>Filmy (listopad, grudzień 2009)


>


 
Before the Devil Knows You’re Dead (Nim diabeł dowie się, że nie żyjesz; USA 2007; reż. Sidney Lumet). Lumet w wysokiej formie, ale minusem filmu jest wręcz niewiarygodne nagromadzenie fatalnych wydarzeń, z jakimi spotykają się jego bohaterowie. Dołowanie na siłę ma zazwyczaj efekt karykaturalny. Niewątpliwym plusem – świetna rola Alberta Finneya i genialny wręcz Philip Seymour Hoffman. Nie najlepiej wypadli Ethan Hawke oraz Marisa Tomei (u góry). Ale za to jak ona wygląda… [4/6]

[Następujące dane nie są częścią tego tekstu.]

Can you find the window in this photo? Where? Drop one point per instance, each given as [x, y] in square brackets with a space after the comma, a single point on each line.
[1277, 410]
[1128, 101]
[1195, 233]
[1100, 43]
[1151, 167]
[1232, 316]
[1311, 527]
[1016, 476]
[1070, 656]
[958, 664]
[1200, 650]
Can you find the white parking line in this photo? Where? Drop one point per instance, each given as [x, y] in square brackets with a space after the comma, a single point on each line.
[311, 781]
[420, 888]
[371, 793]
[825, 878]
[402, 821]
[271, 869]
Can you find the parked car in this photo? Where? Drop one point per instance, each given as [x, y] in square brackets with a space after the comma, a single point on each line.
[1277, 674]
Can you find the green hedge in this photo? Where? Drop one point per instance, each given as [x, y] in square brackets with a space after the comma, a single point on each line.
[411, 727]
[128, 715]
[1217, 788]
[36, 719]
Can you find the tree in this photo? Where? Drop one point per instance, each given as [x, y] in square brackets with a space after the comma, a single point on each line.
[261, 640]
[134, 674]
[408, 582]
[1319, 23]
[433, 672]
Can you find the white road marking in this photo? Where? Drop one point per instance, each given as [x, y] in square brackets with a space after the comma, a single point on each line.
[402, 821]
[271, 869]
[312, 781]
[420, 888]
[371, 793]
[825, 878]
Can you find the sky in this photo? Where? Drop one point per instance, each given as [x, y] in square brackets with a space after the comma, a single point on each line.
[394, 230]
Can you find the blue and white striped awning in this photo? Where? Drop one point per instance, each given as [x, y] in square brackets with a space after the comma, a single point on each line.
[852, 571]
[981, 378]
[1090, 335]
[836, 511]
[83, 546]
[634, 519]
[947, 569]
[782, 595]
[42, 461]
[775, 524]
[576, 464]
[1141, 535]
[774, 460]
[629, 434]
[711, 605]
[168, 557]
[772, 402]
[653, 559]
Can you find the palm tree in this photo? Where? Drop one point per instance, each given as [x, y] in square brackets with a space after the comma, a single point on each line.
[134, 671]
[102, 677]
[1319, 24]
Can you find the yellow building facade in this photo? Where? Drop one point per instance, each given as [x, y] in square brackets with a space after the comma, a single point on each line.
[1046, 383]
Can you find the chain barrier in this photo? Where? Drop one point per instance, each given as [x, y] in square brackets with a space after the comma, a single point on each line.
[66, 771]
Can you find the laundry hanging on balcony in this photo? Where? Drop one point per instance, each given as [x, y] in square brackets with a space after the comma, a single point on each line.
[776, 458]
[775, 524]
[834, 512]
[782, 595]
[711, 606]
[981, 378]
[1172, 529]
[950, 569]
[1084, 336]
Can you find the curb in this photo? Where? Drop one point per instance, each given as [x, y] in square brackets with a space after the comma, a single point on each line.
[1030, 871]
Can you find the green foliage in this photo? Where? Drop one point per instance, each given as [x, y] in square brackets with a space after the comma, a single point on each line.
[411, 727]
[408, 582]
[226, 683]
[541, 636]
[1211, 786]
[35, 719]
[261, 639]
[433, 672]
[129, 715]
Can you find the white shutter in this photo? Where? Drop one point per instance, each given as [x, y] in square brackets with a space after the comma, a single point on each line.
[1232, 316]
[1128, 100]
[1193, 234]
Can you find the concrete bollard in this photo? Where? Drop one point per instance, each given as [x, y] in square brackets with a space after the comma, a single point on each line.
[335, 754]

Happy-Go-Lucky (Happy-Go-Lucky, czyli co nas uszczęśliwia; Wielka Brytania 2008; reż. Mike Leigh). Na kino familijne- film jest zbyt poważny i za mało odrealniony; na komedię – zbyt mało śmieszny; na poważne kino – zbyt błahy. Rzecz ratują świetne role Sally Hawkins i Eddiego Marsana, który był równie dobry w innym przereklamowanym filmie LeighVerze Drake. [3/6]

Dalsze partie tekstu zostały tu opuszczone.